Inhibition of NF-κB increases inflammatory gene expression in LPS-treated neonates. Quantitative reverse transcriptase–polymerase chain reaction at 24 hours demonstrated increased expression of TNF-α (A), MCP-1 (B), MIP-2 (C), iNOS (D) interferon-γ–inducible protein-10 (IP-10) (E), and IFN-γ (F) in neonates treated with BAY 11-7082 before LPS as compared with LPS alone. The administration of BAY 11-7082 in the absence of LPS did not induce inflammatory gene expression. Bars represent mean ± SEM for control (n = 3), LPS-treated (n = 3), or BAY 11-7082 + LPS–treated (n = 3) animals. ^#p < 0.05 versus control neonates, and *p < 0.05, **p < 0.01, and ***p < 0.001 versus control, BAY alone, and LPS-treated neonates.

Figure 11.

Effect of BAY 11-7082 on inflammatory gene expression in the LPS-treated adults.
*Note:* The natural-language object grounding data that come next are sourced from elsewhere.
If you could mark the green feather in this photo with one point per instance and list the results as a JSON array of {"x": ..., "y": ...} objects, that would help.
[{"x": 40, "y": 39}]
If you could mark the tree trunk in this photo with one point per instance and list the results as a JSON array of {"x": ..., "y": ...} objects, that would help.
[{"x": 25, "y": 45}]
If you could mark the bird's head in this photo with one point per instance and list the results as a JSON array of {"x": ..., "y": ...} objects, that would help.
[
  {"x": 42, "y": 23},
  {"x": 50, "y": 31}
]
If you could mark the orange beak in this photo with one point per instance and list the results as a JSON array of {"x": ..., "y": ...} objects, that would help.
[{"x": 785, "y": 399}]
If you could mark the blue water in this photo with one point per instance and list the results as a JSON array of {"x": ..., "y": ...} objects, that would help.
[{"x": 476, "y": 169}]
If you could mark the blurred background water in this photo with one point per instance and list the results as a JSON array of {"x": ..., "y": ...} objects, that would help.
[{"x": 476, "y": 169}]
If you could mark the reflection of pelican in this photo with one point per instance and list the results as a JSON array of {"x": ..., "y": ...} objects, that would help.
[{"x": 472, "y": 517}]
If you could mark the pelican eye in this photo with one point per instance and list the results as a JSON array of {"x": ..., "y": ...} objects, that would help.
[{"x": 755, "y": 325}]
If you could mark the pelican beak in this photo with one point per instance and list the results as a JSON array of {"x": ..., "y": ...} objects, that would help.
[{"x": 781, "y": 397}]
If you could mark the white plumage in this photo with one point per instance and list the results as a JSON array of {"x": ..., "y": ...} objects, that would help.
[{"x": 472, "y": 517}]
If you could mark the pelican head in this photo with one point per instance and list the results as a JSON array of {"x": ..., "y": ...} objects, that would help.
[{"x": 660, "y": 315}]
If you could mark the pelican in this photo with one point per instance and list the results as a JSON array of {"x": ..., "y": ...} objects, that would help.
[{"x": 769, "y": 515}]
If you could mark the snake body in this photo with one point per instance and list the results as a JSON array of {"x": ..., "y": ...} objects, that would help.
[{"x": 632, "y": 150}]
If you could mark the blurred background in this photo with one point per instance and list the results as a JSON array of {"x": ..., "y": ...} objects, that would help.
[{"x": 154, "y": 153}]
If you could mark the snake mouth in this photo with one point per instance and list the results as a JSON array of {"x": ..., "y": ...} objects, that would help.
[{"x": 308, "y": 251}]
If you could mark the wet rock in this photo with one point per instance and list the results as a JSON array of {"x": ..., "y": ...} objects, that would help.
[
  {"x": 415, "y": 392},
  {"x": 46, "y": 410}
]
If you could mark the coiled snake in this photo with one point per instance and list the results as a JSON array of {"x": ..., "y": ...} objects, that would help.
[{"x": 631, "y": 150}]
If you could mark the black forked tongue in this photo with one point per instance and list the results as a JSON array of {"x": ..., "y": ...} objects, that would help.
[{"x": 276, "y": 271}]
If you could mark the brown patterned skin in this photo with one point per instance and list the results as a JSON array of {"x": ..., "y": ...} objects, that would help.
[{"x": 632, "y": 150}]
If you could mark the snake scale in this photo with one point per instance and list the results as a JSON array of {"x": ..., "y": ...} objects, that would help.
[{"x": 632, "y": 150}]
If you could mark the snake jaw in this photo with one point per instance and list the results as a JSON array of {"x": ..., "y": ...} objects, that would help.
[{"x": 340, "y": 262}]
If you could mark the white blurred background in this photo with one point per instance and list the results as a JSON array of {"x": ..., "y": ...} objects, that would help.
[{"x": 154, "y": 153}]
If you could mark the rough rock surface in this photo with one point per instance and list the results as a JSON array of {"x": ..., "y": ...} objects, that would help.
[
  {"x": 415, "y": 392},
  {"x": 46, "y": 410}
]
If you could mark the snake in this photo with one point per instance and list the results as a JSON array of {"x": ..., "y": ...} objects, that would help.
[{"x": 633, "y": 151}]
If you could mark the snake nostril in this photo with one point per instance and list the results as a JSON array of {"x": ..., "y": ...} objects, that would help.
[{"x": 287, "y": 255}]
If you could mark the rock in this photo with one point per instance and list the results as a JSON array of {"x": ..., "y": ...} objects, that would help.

Quantitative reverse transcriptase–polymerase chain reaction at 24 hours in the adult animals treated with BAY before LPS as compared with LPS alone demonstrates no significant effect on the expression of TNF-α (A), MCP-1 (B), MIP-2 (C), and IFN-γ (F). However, BAY 11-7082 administration did reduce the expression of iNOS (D) and interferon-γ–inducible protein-10 (IP-10) (E) in the LPS-treated adults, providing further evidence of the proinflammatory role of NF-κB in the adult mice. Bars represent mean ± SEM for control (n = 3), LPS-treated (n = 3), or BAY 11-7082 + LPS–treated (n = 3) animals. *p < 0.05 and **p < 0.01 versus control adults, and ^#p < 0.05 and ^##p < 0.01 versus LPS-treated adults.